На заводе не говорили ни о чем другом — и у станков, и когда был перерыв для завтрака, и во время обеда в заводской столовой. Несколько парней были на его стороне, да не несколько, а всего-то один или два, а остальные говорили, что нет дыма без огня и что газеты не решились бы этого напечатать, если бы все уже не было доказано. Кое-кто из них видел ту игру в Ньюкасле, и они говорили, что он вообще не играл — только ползал, мол, по полю, как сонная муха. «Так, может, — говорю, — у него была травма», — а они: «У кого, у него была травма? Ничего у него не было — ни травмы, ни совести. Клуб, — говорят, — не должен допускать его к играм, все равно федерация их всех дисквалифицирует — пожизненно, вот увидишь», — и пошли и пошли: мы, мол, про «Юнайтед» и знать не хотим, да пусть они хоть Кубок страны завоюют, мы, дескать, будем болеть за «Арсенал» или за «Альбион», а то и вовсе за регбистов.
Стариков проняло куда сильней, чем молодых, — они говорили, что футбол вырождается, что игроки теперь думают о деньгах, а не о футболе. Старики вспоминали довоенных игроков — Дуга Блэка, Джеки Уэстона, всю эту компанию, и они говорили: «Докатились, голубчики! До войны никто о таком и не слыхивал, а ведь те получали вполовину меньше нынешних. Нынешним, им всем самое место за воротами — мячи подавать, а не играть на поле. Люди платят деньги, чтоб посмотреть игру: тратятся на поезд, едут в другой город, а эти сопляки и бегать-то не желают». В общем, завели свою обычную волынку — мол, футболисты из нашей теперешней команды и в подметки не годятся тем, довоенным, мол, сейчас и футбол — не футбол, а позорище, и игроки — не игроки: играть они не умеют, а учиться не хотят, — и тут мне стало тошно — мне всегда их тошно слушать, — и я говорю: «Уж эти довоенные! Их, может, и во вторую лигу сейчас не взяли бы, да до войны и футбола настоящего не было, вы бы еще керогаз с ракетой сравнили!»

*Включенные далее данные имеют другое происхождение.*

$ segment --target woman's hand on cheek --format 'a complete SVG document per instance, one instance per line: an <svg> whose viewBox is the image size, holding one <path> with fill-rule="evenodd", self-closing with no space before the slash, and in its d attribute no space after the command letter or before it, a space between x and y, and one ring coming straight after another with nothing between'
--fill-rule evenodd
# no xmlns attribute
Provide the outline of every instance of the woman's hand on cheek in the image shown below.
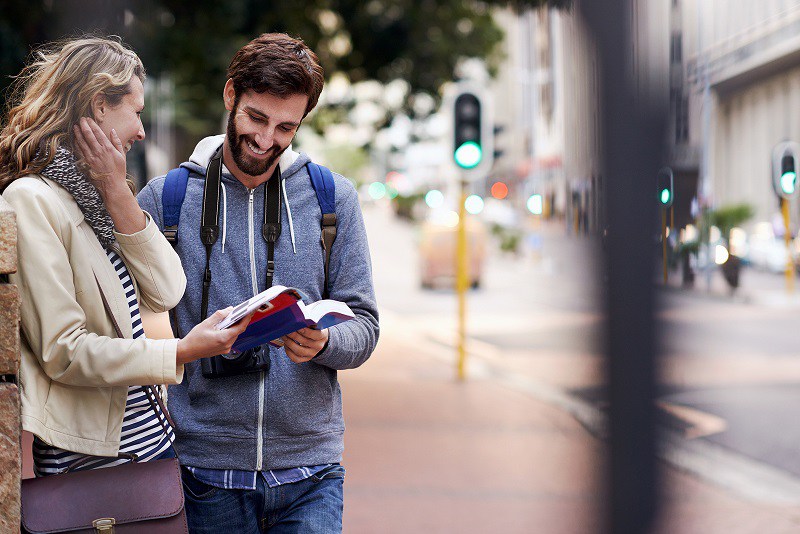
<svg viewBox="0 0 800 534"><path fill-rule="evenodd" d="M91 179L100 194L105 197L118 188L127 189L125 150L116 130L112 128L109 139L93 119L82 117L73 132L75 148L92 169Z"/></svg>

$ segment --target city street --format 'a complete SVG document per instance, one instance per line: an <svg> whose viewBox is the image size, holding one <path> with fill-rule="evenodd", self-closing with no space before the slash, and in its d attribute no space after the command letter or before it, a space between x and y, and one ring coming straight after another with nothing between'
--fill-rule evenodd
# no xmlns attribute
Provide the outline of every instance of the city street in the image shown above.
<svg viewBox="0 0 800 534"><path fill-rule="evenodd" d="M596 531L605 418L591 239L553 224L536 253L490 255L469 294L459 383L455 294L420 289L412 224L386 206L364 212L382 334L365 366L340 375L346 531ZM659 532L800 528L798 308L749 298L762 276L746 273L734 299L661 293Z"/></svg>

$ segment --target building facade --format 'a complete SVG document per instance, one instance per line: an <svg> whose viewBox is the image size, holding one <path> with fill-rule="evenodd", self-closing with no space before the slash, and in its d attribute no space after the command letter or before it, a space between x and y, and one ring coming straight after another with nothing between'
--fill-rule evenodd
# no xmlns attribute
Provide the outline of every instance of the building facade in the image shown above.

Моя смена кончалась в пять часов вечера, а в шесть я уже был дома и включил радио. По радио сказали, что на заседании правления Коллинсона отстранили от участия в играх. Но про трех остальных, дескать, к соглашению не пришли. А назавтра в утренних газетах написали, что правление не могло не отстранить Коллинсона, раз он сам признался, что участвовал в сговоре, но трое других все отрицают, и про них, мол, пока ничего не решили. Я немного приободрился, а отец говорит: «Еще бы они решили во время розыгрыша кубка! Ведь у них в субботу игра с болтонцами. Станут они отстранять этого позорника Грейнджа перед таким матчем — ищи дураков! Да они его до конца сезона не отстранят, а потом — у них верный расчет — все забудется, федерация-то и промолчит. Попомни мои слова…»
— А ты, — говорю, — во всем только плохое видишь.
В тот день после работы я опять к нему поехал, и около его дома никого не было. Я позвонил, и к двери подошла его жена — я узнал ее по фотографиям — и выглянула в щелочку.
— Вам кого? — говорит.
Я ее спрашиваю:
— Томми Грейндж дома?
— Не знаю, — отвечает. — А вы, собственно, кто?
— Передайте ему, — говорю, — что пришел его друг, один из его самых верных болельщиков.
Она мне говорит:
— Он никого не хочет видеть, — и захлопнула дверь перед самым моим носом.
Тогда я прокрался по садовой тропинке, вышел на газон и глянул в окна гостиной, но шторы были задернуты, и я понял, что он дома, потому что к тому времени еще не стемнело. Я слонялся вокруг дома до позднего вечера, на улицах зажглись фонари, но он так и не появился.